Search code examples
algorithmmatlaboptimizationstatisticstime-series

Moving window Autocorrelation. One pass algorithm. Speed and Stability concerns


Helllo,

I have a timeseries x for which I want to generate a 'moving window autocorrelation at lag 1' series using a window of size window_size and a step of size window_step. I have written the following one pass algorithm code (in MATLAB) for evaluating AC at lag 1:

function AC_timeseries = rolling_autocorr_lag1(x, window_size, window_step)
   
    N = length(x);
    
    sum_x = zeros(1, N);
    sum_x(1) = x(1);
    sum_xy = zeros(1, N);

    for n = 2: N
        sum_x(n) = sum_x(n - 1) + x(n);
        sum_xy(n) = sum_xy(n - 1) + x(n) * x(n - 1);
    end
    
    % Get the indices at which to calculate autocorrelation lag 1 values
    window_ends_idx = window_size: window_step: length(x);
    
    % Preallocate array for storing autocorrelation lag 1 time series
    AC_timeseries = zeros(1, length(window_ends_idx));

    % Generate autocorrelation lag 1 time series
    for i = 1: length(window_ends_idx)
        idx = window_ends_idx(i);
        if i == 1
            sum_use = sum_x(idx);
        else
            sum_use = sum_x(idx) - sum_x(idx - window_size);
        end
        sum_x_lag1 = sum_use - x(idx);
        sum_x_fwd1 = sum_use - x(idx - window_size + 1);
        sum_xy_window = sum_xy(idx) - sum_xy(idx - window_size + 1);
        std_dev_window = std(x(idx - window_size + 1: idx));
        N = window_size - 1;
        % Calculate autocorrelation lag 1 for the window
        AC_timeseries(i) = (N * sum_xy_window - sum_x_lag1 * sum_x_fwd1) / (N * std_dev_window * N * std_dev_window);
    end

end

My Concerns:

I would first like to know if this code can be improved further to speed up computations. Also, if a better method is available please let me know. Also, I am sceptical that the variable sum_xy can overflow. How can I tackle this issue.

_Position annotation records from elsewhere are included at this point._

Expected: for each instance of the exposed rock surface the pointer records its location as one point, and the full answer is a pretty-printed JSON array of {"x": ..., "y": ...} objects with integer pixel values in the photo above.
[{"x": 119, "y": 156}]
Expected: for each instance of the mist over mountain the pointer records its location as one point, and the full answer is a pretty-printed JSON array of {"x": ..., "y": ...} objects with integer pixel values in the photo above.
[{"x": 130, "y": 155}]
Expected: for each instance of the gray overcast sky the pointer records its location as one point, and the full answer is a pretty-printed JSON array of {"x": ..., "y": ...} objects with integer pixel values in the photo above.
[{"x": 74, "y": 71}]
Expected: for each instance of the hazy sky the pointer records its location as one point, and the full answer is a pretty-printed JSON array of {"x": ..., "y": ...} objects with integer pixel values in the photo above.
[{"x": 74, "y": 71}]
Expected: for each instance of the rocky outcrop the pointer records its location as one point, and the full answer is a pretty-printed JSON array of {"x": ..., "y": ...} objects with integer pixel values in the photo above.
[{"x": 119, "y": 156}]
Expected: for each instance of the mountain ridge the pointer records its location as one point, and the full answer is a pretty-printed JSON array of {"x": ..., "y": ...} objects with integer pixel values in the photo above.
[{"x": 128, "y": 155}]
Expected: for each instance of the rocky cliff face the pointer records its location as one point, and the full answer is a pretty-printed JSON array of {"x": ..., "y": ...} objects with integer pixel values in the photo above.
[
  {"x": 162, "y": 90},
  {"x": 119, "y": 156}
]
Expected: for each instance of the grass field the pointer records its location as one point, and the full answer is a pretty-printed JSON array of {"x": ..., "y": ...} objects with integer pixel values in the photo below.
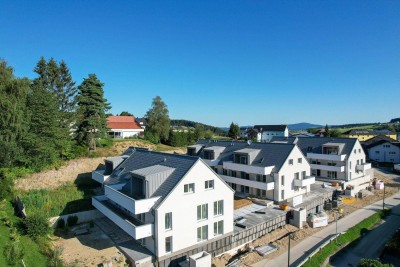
[
  {"x": 350, "y": 236},
  {"x": 32, "y": 254}
]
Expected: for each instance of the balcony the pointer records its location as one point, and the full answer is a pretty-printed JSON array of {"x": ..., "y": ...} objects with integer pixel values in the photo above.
[
  {"x": 99, "y": 176},
  {"x": 327, "y": 167},
  {"x": 260, "y": 185},
  {"x": 211, "y": 163},
  {"x": 132, "y": 227},
  {"x": 133, "y": 205},
  {"x": 363, "y": 167},
  {"x": 247, "y": 168},
  {"x": 331, "y": 157},
  {"x": 308, "y": 180}
]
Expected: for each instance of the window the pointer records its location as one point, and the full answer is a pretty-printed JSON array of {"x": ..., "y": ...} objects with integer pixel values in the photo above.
[
  {"x": 168, "y": 221},
  {"x": 218, "y": 228},
  {"x": 188, "y": 188},
  {"x": 218, "y": 207},
  {"x": 209, "y": 155},
  {"x": 202, "y": 233},
  {"x": 168, "y": 244},
  {"x": 209, "y": 184},
  {"x": 202, "y": 212},
  {"x": 332, "y": 174}
]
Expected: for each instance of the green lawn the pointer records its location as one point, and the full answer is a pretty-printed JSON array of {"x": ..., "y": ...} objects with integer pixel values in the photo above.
[
  {"x": 32, "y": 254},
  {"x": 67, "y": 199},
  {"x": 349, "y": 237}
]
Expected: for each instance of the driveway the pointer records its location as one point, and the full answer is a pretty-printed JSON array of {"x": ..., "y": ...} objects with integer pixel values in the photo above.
[{"x": 303, "y": 248}]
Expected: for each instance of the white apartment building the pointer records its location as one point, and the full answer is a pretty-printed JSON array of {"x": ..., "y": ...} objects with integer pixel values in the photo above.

Is normalization of the data something that could help here? Can I make changes to the calculations/assignments to make this faster?

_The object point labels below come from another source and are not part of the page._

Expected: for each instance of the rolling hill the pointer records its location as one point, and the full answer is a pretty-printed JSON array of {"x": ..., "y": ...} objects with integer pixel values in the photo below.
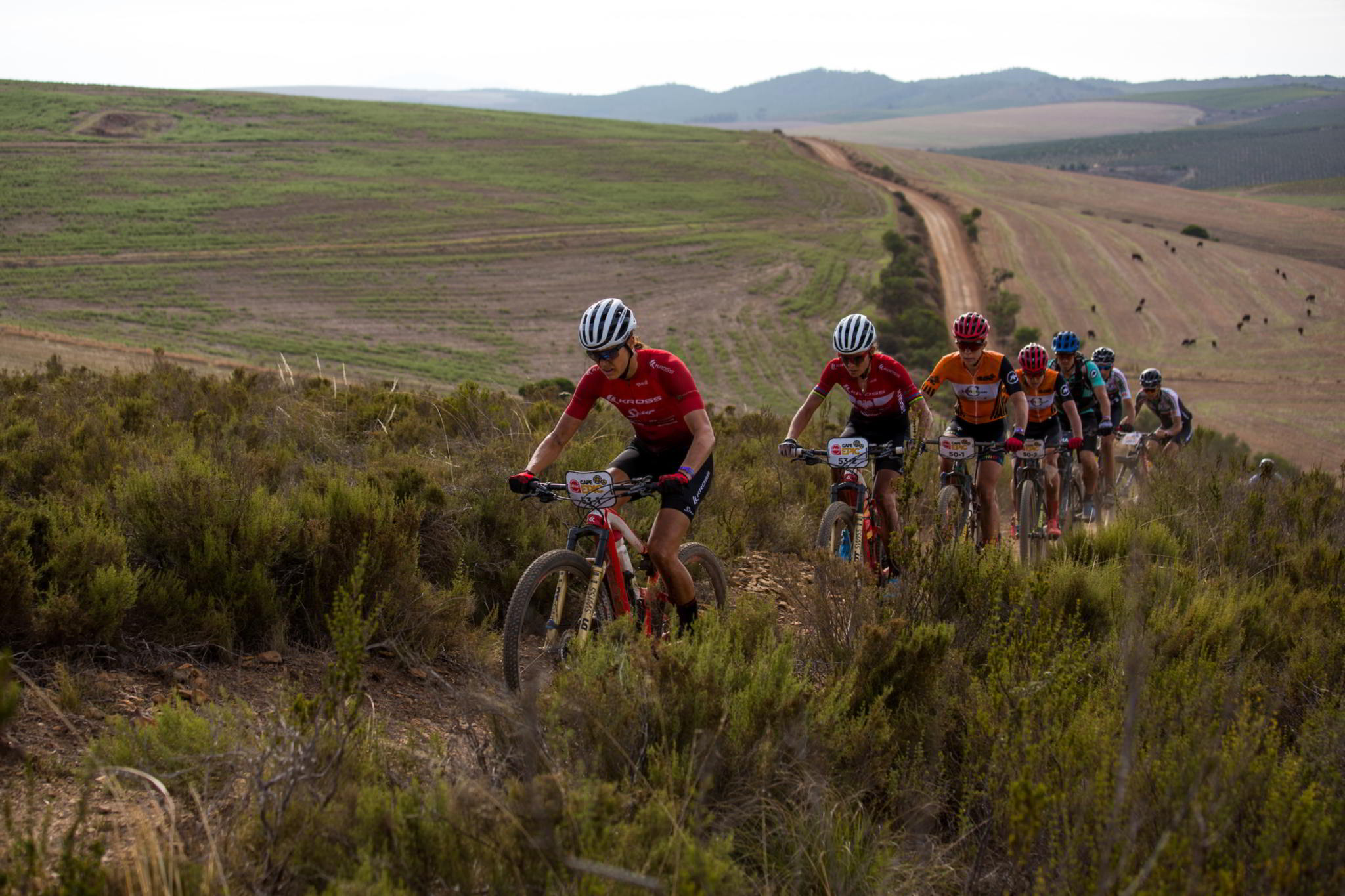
[
  {"x": 1071, "y": 242},
  {"x": 822, "y": 96}
]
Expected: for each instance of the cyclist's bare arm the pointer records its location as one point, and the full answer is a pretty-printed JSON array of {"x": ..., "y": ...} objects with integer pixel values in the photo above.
[
  {"x": 1019, "y": 410},
  {"x": 805, "y": 416},
  {"x": 1103, "y": 403},
  {"x": 554, "y": 444},
  {"x": 703, "y": 440},
  {"x": 1072, "y": 413}
]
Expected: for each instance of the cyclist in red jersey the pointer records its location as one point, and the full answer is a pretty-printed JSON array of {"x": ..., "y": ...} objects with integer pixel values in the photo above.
[
  {"x": 881, "y": 394},
  {"x": 673, "y": 435}
]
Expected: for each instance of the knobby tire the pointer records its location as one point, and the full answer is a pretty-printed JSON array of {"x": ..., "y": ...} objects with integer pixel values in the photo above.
[{"x": 526, "y": 660}]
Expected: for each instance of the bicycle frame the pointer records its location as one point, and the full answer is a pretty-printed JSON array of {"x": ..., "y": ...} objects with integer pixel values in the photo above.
[{"x": 607, "y": 563}]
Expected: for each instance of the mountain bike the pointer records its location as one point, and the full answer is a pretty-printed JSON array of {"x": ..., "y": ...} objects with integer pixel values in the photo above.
[
  {"x": 1029, "y": 490},
  {"x": 567, "y": 595},
  {"x": 958, "y": 507},
  {"x": 1071, "y": 485},
  {"x": 854, "y": 507},
  {"x": 1133, "y": 468}
]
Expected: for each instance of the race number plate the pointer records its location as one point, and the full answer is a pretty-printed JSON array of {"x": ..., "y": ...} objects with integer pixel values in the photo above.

Reading online gives me the hint that extending matlab using C++ could give me speed gains here. (Unfortunately, I don't know C++). If this is possible please provide relevant code.

Edit1: Example inputs:

n = 10000000;
timeseries = randi(1000, 1, n);

window_size = floor(n * 0.03);
window_step = floor(window_size * (1 / 100));

AC_timeseries = rolling_autocorr_lag1(timeseries, window_size, window_step);

Solution

  • I posted this question on the MATLAB forum as well. I got a great solution from user @BrunoLuong. Which can be found here.

    The altered code is ~20x faster! I am putting his code below as well.

    function AC_timeseries = rolling_autocorr_lag1_BLU(x, window_size, window_step)
        sum_x = [0 cumsum(x)];
        sum_x2 = [0 cumsum(x.^2)];
        sum_xy = [0, cumsum(x(2:end).*x(1:end-1))];
        
        % Get the indices at which to calculate autocorrelation lag 1 values
        window_ends_idx = window_size: window_step: length(x);
        
        % Generate autocorrelation lag 1 time series
        N = window_size - 1;
        idx = window_ends_idx;
        iwin1 = idx - window_size + 1;
        sum_use = sum_x(idx+1) - sum_x(iwin1);
        sum_x_lag1 = sum_use - x(idx);
        sum_x_fwd1 = sum_use - x(iwin1);
        sum_xy_window = sum_xy(idx) - sum_xy(iwin1);
        sum_x2_window = sum_x2(idx+1) - sum_x2(iwin1);
        var_dev_window = (sum_x2_window - sum_use.^2/window_size); % N * square of std_dev_window
        % Calculate autocorrelation lag 1 for the window
        AC_timeseries = (N*sum_xy_window - sum_x_lag1.*sum_x_fwd1) ./ (N * var_dev_window);
    end